Results: The post-induction overall response rate (≥ partial response) for the intent-to-treat population was significantly higher with cyclophosphamide-thalidomide-dexamethasone (n=555) versus cyclophosphamide-vincristine-doxorubicin-dexamethasone (n=556); 82.5% versus 71.2%; odds ratio 1.91; 95% confidence interval 1.44-2.55; P<0.0001. The complete response rates were 13.0% with cyclophosphamide-thalidomide-dexamethasone and 8.1% with cyclophos-phamide-vincristine-doxorubicin-dexamethasone (P=0.0083), with this differential response being maintained in patients who received autologous stem-cell transplantation (post-transplant complete response 50.0% versus 37.2%, respectively; P=0.00052). Cyclophosphamide-thalidomide-dexamethasone was non-inferior to cyclophosphamide-vincristine-doxorubicin-dexamethasone for progression-free and overall survival, and there was a trend toward a late survival benefit with cyclophosphamide-thalidomide-dexamethasone in responders. A trend toward an overall survival advantage for cyclophosphamide-thalidomide-dexamethasone over cyclophosphamide-vincristine-doxorubicin-dexamethasone was also observed in a subgroup of patients with favorable interphase fluorescence in situ hybridization. Compared with cyclophosphamide-vincristine-doxorubicin-dexamethasone, cyclophosphamide-thalidomide-dexamethasone was associated with more constipation and somnolence, but a lower incidence of cytopenias.

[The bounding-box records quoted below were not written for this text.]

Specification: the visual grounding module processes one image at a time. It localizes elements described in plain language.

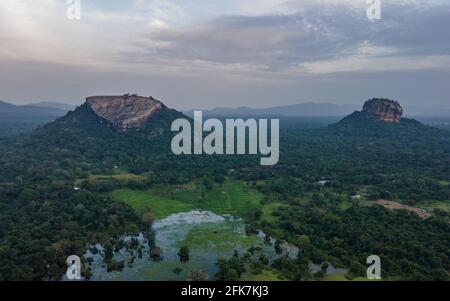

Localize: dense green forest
[0,102,450,280]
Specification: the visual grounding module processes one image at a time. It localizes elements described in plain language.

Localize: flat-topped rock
[86,94,164,131]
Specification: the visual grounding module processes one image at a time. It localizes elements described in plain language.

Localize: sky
[0,0,450,109]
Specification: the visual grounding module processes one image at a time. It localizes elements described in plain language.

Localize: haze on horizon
[0,0,450,109]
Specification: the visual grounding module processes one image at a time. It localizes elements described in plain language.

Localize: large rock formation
[363,98,403,123]
[86,94,164,131]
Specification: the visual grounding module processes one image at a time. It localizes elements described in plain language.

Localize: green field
[75,172,145,185]
[111,189,194,219]
[178,223,261,253]
[423,201,450,212]
[111,180,261,219]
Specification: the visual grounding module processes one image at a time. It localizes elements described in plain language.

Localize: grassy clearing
[112,180,262,219]
[424,201,450,212]
[261,202,288,223]
[322,274,383,282]
[179,223,260,253]
[75,172,145,185]
[111,189,194,219]
[242,268,285,281]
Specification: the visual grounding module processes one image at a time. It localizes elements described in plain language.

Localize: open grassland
[111,179,261,219]
[242,267,285,281]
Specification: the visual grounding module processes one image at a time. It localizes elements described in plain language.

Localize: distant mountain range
[184,102,450,117]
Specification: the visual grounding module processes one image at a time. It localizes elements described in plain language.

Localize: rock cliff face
[86,94,164,131]
[363,98,403,123]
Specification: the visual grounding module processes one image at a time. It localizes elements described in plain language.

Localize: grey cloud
[124,4,450,70]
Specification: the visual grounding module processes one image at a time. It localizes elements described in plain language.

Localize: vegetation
[0,103,450,280]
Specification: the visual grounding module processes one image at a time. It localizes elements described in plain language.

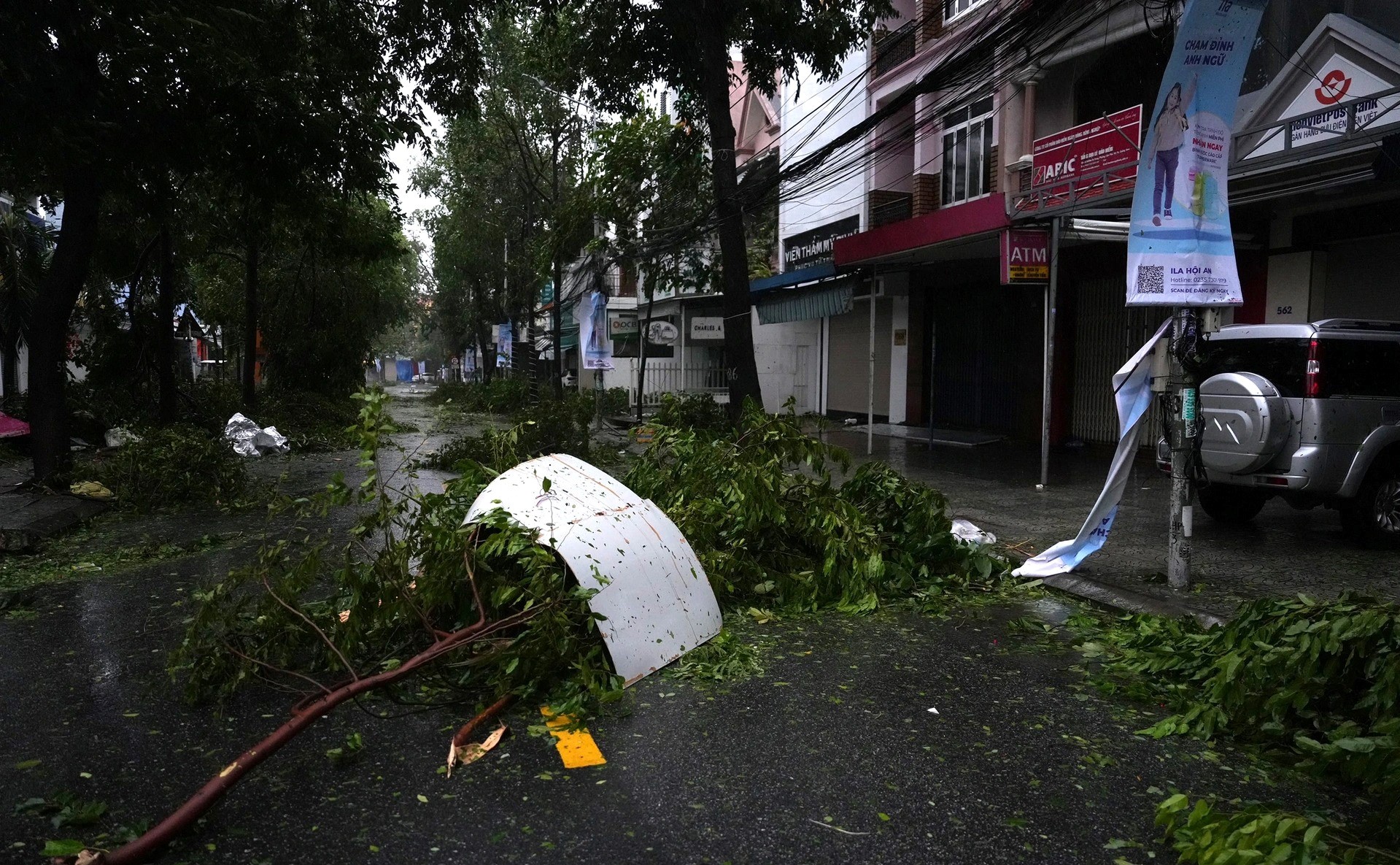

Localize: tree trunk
[155,226,179,424]
[242,234,258,412]
[0,333,20,400]
[549,250,562,398]
[699,30,763,417]
[637,289,652,427]
[476,324,495,385]
[29,169,101,483]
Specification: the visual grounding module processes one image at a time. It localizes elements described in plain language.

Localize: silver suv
[1197,319,1400,546]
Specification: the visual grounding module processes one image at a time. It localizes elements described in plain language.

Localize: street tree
[414,9,594,389]
[0,0,479,480]
[0,209,53,396]
[585,108,716,423]
[565,0,892,412]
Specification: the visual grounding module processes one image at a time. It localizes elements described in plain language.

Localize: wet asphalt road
[0,394,1345,865]
[0,579,1337,864]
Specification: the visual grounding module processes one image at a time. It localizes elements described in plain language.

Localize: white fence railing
[627,361,730,406]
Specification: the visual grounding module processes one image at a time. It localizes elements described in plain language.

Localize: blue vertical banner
[495,322,514,369]
[1127,0,1269,307]
[576,291,614,369]
[1011,319,1172,577]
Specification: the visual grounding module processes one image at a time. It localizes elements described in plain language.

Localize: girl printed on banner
[1152,76,1196,226]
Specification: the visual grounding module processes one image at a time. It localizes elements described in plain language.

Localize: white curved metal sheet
[466,453,722,685]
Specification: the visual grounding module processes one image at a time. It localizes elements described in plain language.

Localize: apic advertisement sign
[783,215,861,270]
[1001,228,1050,285]
[1016,105,1142,212]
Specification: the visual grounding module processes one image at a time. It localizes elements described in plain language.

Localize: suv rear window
[1319,337,1400,399]
[1200,339,1307,398]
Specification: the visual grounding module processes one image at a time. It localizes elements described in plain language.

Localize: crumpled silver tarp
[224,412,291,456]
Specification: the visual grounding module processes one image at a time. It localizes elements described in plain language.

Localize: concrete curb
[1042,574,1226,628]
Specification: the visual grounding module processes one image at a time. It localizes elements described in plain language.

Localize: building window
[943,96,991,206]
[943,0,987,21]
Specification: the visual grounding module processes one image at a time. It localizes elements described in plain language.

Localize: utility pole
[1167,307,1199,589]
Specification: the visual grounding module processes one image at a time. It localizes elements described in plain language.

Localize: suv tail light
[1295,336,1322,398]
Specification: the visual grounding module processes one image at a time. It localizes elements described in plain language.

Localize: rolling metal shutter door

Conclusions: The cyclophosphamide-thalidomide-dexamethasone regimen showed improved response rates and was not inferior in terms of survival outcomes to the standard infusional regimen of cyclophosphamide-vincristine-doxorubicin-dexamethasone. Based on its oral administration and the reduced incidence of infection and cytopenia, cyclophosphamide-thalidomide-dexa-methasone may be considered an effective induction therapy option for patients with newly diagnosed multiple myeloma. (ISRCTN: 68454111).

Figure 1

CONSORT flowchart showing disposition of patients assigned to the intensive-therapy pathway.

Figure 2

Impact of induction therapy on survival: (A) progression-free survival and (B) overall survival (P values from unadjusted log rank tests; per-protocol population).

Figure 3

(A) Progression-free survival in patients who achieved a CR following HDT with ASCT compared with those who achieved less than CR. (B) Overall survival according to induction therapy in patients who achieved a response (including no change) following HDT with ASCT (intent-to-treat analysis). ASCT: autologous stem-cell transplantation; CR: complete response; HDT: high-dose therapy.

Figure 4

(A) Progression-free survival and (B) overall survival according to induction therapy regimen in patients with a favorable interphase FISH. (C) Progression-free survival and (D) overall survival according to induction therapy regimen in patients with an adverse interphase FISH (intent-to-treat analysis). FISH: fluorescence in situ hybridization.